Happy Patriot’s Day! Letters Blogatory wishes all of the runners in today’s marathon good luck.

The case of the day is In re Estate of Sucich (N.Y. Surr. Ct. 2015). Diana Sucich named her nephew, Nicholas Sucich, in her will, and he was therefore entitled to receive service of a citation in the probate case. However, according to the application of the nominated executor, Wolfson, Nicholas was “alleged to be a fugitive from justice and is believed to have resided in Mexico, under an assumed alias [“Nicolas Francisco”], for the past twenty years.” His sister, another named distributee under the will, had email addresses for him that appeared to work. Wolfson sought leave to serve the citation on Nicholas by email.
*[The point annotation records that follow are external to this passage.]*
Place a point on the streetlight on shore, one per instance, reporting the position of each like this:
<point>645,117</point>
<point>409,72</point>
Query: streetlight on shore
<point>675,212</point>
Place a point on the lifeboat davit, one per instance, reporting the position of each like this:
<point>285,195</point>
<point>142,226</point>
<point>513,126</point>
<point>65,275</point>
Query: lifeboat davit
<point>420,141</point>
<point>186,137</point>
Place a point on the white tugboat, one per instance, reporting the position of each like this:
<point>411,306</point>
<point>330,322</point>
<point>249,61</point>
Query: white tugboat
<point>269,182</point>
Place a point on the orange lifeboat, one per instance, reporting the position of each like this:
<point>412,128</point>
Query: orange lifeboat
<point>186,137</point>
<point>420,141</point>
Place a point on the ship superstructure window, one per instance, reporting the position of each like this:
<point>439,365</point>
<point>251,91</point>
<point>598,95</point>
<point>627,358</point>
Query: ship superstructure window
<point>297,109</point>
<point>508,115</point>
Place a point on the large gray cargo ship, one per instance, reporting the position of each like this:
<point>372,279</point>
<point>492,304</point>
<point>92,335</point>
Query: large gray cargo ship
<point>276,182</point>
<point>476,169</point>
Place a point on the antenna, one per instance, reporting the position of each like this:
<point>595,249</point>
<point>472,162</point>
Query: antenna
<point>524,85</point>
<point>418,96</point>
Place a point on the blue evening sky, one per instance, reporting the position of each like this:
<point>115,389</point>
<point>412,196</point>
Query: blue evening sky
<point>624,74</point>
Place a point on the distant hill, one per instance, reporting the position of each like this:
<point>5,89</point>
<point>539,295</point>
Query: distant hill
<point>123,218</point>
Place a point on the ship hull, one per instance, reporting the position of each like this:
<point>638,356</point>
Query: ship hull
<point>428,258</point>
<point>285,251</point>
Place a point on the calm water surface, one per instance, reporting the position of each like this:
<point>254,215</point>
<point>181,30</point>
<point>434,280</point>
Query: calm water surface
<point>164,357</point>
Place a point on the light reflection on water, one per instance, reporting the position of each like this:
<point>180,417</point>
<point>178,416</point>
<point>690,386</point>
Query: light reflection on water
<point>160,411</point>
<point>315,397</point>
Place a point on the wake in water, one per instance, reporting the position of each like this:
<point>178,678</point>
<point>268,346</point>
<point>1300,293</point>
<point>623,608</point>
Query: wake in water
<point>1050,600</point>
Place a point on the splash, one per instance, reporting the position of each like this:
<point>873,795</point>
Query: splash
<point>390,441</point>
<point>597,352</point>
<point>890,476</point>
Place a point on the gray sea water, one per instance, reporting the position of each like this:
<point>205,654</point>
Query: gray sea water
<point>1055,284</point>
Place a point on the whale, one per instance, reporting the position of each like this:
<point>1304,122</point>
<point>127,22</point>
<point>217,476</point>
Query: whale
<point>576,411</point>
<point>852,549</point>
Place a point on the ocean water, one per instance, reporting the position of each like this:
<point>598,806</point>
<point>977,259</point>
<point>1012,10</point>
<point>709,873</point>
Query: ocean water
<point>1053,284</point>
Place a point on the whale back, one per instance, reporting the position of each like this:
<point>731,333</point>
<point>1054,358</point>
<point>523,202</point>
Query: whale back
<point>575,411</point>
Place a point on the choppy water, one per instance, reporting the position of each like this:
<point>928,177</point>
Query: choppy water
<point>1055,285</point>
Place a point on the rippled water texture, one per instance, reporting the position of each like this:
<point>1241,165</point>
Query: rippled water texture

The court granted the motion. The judge correctly held that the Hague Service Convention did not forbid service by email in this circumstance. His language, though, has the potential to mislead. The Convention doesn’t forbid service by email in this case because the defendant’s address was unknown, and under Article 1, in such circumstances the Convention simply doesn’t apply. The judge wrote that “service by email … is not prohibited under either state or fedreal law, or the Hague Convention, given appropriate circumstances.” True enough, but as long-time readers know, when the Convention does apply, it does not permit service by email, particularly in a state such as Mexico that has objected to service under Article 10.